Well-camouflaged, solitary, and mainly nocturnal, the leopard is the hardest of the Big Five to encounter. The best place to look is generally the trees that stud Africa’s national parks, where both males and females like to rest.
Leopards are agile and strong enough to also hide their kills in the forks of tree branches. This helps them protect their kills from hyenas and lions, which would otherwise steal them. Travelers have had narrow escapes as chunks of meat have dropped from branches above them, so it’s always well worth keeping an eye on what’s above you on a safari! Unencumbered by a kill, leopards can leap ten feet straight up.

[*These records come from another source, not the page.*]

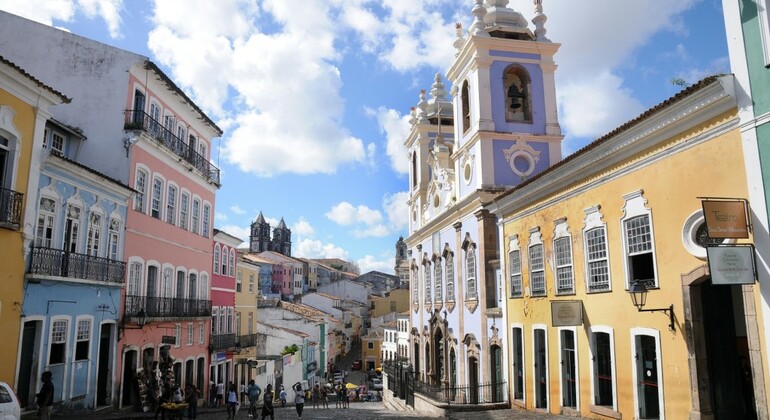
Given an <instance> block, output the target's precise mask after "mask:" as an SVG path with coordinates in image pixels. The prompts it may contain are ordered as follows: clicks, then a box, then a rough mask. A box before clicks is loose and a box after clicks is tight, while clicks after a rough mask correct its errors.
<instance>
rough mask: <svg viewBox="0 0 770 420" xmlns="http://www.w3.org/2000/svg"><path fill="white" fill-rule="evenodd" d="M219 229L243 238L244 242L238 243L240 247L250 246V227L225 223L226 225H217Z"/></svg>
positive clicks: (240, 239) (243, 240)
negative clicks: (246, 226) (220, 225)
mask: <svg viewBox="0 0 770 420" xmlns="http://www.w3.org/2000/svg"><path fill="white" fill-rule="evenodd" d="M217 229H219V230H221V231H222V232H225V233H227V234H228V235H232V236H235V237H236V238H238V239H240V240H242V241H243V242H241V244H240V245H238V248H245V247H248V246H249V234H250V233H251V232H250V230H249V228H248V227H242V226H236V225H224V226H220V227H217Z"/></svg>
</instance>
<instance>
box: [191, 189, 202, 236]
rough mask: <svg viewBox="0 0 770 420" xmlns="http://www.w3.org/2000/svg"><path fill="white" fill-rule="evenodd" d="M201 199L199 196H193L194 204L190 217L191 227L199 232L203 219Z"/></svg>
mask: <svg viewBox="0 0 770 420" xmlns="http://www.w3.org/2000/svg"><path fill="white" fill-rule="evenodd" d="M200 212H201V199H200V198H199V197H196V196H193V205H192V211H191V213H192V216H191V218H190V220H191V222H192V223H191V225H192V226H191V227H192V229H190V230H191V231H192V233H195V234H197V233H199V232H200V219H201V213H200Z"/></svg>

Their love of trees distinguishes them from cheetahs, as does the absence of the cheetah’s black ‘tear line’ markings. The spots of a leopard are also actually rosettes encircling a paler coloration, while they tend to be bulkier than cheetahs too.
Best known for their night-time hunting of medium-sized antelope such as springbok and impala, leopards are opportunistic and will stalk everything from monkeys and ground-dwelling birds to fish and even crabs. Each leopard has a territory of around 15 square miles in which it hunts. Its territory can be significantly larger when prey is hard to find.
Where to See Them
Leopards have one of the largest distributions of Africa’s big cats. The northern camps of Kenya’s Maasai Mara National Reserve are a great place to head in east Africa. In southern Africa, Zambia’s South Luangwa National Park is difficult to match for leopard sightings, as is Botswana’s Moremi Game Reserve.